2024年10月31日 星期四

"The Librarianist" by Patrick DeWitt (2023)


"Here was where Bob Comet had landed, then, and he was not displeased that this should be the case.  The northwest branch of the public library was where Bob Comet became himself.  It was also where he met Connie and Ethan.  Connie came first but she didn't appear as Connie until after Ethan, so really, Ethan came first."

Patrick Dewitt lives in Portland, Oregon, though he's originally from British Columbia, Canada.  He's written five novels, of which The Librarianist is the most recent.

The Librarianist details the life and times of Bob Comet, a rather shy, retiring sort of person who's spent most of his life working in one of Portland's public libraries.  In his youth Bob meets Connie, a sheltered young woman that he'll eventually marry, and later he meets Ethan, an attractive, sexually gregarious man who is Bob's opposite in nearly every respect.

In my opinion this novel, published or otherwise, remains unfinished.  It's not that it's badly written, but there isn't enough story here to justify its length.  About a fourth of this book consists of an almost entirely unrelated episode in Bob's childhood which bears no relation to the book's overall plot, and this "missing fourth" is, to make the book as a whole much weaker, much better than the rest of the novel.  As a character Bob is a somewhat interesting construct, but who is he, really?  Is he the introverted man seen at the beginning and end of this book, or is he the young boy running away from home in the "childhood interlude?"  The two halves of his personality are never reconciled, and lacking a convincing fusion of these two selves The Librarianist just isn't complete.

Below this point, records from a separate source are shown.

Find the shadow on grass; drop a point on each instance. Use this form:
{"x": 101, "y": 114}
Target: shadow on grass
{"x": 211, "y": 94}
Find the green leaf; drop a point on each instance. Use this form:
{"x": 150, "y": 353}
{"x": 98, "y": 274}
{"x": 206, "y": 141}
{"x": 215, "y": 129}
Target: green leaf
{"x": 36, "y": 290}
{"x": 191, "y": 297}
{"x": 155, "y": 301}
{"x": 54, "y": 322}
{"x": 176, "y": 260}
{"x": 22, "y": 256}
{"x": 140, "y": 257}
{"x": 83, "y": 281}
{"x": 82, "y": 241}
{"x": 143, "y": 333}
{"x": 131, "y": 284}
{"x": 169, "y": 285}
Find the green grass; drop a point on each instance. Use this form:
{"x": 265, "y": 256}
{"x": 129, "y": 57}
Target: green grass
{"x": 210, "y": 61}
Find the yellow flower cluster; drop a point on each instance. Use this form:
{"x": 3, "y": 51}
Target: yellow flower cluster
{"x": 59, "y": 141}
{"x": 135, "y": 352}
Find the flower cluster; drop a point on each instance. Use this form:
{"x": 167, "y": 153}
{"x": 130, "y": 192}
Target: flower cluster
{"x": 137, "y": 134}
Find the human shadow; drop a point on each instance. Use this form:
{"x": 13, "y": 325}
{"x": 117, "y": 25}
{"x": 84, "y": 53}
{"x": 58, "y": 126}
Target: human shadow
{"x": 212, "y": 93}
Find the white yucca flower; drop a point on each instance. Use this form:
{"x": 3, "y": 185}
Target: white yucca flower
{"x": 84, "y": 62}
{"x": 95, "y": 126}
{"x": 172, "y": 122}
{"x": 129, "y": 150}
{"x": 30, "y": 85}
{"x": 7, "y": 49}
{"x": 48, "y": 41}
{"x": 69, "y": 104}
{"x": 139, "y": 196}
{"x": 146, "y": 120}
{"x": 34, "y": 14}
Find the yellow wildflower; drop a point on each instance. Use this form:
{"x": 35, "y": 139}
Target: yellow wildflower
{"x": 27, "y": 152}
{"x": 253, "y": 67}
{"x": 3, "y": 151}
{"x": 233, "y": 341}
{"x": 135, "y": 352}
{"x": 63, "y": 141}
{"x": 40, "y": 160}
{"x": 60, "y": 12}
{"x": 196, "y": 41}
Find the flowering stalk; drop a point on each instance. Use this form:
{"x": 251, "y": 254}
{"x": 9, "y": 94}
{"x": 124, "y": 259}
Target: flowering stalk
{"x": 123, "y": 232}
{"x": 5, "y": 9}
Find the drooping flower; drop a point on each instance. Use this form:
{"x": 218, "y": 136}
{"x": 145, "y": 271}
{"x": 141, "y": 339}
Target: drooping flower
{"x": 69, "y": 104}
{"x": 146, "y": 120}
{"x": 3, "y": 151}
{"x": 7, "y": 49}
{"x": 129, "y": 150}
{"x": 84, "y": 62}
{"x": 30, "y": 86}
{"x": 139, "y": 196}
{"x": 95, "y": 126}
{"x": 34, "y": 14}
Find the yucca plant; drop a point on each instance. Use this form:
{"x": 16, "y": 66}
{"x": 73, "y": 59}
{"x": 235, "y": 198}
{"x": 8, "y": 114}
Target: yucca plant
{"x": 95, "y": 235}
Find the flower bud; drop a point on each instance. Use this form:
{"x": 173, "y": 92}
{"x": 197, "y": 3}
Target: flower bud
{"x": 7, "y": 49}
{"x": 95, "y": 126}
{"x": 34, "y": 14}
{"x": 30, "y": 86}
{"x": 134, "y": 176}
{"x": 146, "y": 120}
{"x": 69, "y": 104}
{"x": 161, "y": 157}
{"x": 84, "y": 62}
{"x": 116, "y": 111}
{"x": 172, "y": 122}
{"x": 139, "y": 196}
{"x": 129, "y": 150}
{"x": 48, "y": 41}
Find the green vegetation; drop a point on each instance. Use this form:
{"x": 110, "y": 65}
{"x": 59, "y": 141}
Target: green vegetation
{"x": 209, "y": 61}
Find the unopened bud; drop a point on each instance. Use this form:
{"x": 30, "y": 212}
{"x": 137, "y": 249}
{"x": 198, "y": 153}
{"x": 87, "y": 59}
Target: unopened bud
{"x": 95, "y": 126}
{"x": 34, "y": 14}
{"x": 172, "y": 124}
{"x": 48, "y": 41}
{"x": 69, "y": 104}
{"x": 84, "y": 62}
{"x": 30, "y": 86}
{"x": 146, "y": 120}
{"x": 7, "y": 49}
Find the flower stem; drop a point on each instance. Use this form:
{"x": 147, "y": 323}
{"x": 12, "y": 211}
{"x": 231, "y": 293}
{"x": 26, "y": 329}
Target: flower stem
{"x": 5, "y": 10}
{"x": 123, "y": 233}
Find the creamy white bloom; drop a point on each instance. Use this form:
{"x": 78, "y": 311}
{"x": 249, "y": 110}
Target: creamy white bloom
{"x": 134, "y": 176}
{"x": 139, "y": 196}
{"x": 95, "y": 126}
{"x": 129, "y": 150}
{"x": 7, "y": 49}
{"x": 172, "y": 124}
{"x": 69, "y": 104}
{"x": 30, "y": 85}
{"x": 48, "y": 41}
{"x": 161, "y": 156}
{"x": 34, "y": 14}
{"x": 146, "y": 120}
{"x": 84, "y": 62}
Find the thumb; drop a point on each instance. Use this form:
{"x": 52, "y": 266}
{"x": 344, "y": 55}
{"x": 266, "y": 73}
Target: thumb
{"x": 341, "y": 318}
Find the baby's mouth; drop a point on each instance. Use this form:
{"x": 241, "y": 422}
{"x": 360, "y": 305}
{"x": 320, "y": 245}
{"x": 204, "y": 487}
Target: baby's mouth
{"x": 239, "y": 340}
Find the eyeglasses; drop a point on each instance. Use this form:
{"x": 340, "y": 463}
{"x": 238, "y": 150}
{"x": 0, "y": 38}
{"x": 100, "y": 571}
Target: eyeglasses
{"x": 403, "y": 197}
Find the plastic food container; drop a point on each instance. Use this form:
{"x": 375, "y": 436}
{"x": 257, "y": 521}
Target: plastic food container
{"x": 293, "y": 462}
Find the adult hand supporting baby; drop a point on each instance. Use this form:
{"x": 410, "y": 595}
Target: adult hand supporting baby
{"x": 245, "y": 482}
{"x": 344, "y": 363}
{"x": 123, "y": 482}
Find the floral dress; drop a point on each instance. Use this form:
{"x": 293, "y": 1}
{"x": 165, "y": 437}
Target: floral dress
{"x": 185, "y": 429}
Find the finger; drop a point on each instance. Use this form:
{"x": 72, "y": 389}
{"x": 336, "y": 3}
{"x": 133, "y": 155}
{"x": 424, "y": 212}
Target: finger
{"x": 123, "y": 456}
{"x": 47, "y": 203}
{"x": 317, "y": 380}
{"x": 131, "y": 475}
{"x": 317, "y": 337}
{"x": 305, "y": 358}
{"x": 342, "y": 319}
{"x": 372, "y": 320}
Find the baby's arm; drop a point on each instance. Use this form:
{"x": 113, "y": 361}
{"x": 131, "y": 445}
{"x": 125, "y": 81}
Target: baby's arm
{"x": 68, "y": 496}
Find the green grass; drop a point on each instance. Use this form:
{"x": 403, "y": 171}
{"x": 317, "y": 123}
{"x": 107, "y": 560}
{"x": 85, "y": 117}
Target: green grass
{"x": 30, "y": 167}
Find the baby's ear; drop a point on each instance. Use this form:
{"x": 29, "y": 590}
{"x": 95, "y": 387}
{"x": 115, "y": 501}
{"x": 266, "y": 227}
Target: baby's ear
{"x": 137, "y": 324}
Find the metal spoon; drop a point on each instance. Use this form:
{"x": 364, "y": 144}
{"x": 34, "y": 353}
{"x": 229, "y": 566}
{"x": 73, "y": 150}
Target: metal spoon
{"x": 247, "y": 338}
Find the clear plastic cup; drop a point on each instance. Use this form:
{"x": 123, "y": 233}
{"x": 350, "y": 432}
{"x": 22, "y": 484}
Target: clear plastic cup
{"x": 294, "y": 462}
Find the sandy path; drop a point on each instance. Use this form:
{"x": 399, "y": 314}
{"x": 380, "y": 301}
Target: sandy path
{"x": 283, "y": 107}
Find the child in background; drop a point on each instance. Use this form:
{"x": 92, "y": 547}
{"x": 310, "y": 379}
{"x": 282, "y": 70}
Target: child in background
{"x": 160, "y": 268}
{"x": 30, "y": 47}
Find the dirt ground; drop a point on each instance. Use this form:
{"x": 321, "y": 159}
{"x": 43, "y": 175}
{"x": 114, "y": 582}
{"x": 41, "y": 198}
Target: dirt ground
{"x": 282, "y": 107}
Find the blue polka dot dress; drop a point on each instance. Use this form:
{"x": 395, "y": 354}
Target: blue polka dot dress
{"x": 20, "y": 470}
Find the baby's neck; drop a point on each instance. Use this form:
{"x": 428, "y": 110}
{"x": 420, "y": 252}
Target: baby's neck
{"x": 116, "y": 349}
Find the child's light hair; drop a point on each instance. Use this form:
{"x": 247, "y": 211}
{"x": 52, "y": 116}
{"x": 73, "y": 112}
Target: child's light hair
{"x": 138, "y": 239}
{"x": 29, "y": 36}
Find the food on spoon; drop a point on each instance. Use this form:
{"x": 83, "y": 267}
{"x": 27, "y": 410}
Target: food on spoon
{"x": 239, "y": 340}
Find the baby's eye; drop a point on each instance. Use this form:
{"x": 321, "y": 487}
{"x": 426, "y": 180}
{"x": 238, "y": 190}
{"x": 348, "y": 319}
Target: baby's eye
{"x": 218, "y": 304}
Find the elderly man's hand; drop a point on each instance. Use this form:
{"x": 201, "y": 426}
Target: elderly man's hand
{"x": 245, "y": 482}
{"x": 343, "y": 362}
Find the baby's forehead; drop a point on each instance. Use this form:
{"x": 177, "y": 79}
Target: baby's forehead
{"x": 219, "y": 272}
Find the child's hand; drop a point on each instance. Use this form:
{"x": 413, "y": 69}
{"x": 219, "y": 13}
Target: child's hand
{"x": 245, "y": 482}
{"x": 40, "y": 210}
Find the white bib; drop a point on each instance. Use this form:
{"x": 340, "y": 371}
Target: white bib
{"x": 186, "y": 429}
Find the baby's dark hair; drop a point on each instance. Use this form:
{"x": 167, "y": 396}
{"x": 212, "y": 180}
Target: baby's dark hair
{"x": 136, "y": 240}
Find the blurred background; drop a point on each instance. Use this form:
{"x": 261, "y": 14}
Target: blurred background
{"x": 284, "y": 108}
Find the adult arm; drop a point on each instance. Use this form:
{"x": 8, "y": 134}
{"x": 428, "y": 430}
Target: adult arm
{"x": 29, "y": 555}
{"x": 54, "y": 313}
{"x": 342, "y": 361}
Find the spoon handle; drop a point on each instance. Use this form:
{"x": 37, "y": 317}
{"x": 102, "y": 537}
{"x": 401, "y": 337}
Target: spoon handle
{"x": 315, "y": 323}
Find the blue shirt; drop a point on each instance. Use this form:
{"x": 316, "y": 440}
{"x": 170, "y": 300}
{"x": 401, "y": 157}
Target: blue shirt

The above-mentioned childhood interlude is great though.  I grew up in Bay City, and even so I was unfamiliar with the bygone town of Bayocean and its weird history.  That part of the book should have been front and center in the narrative, but apparently the author couldn't muster up enough of that vibe to sustain a longer story.

The Librarianist is definitely readable, but it consists of two halves that don't fit together.  Either of these halves might have been expanded into a good book, but their shared presence in the same story adds up to a whole that's less than the sum of its parts.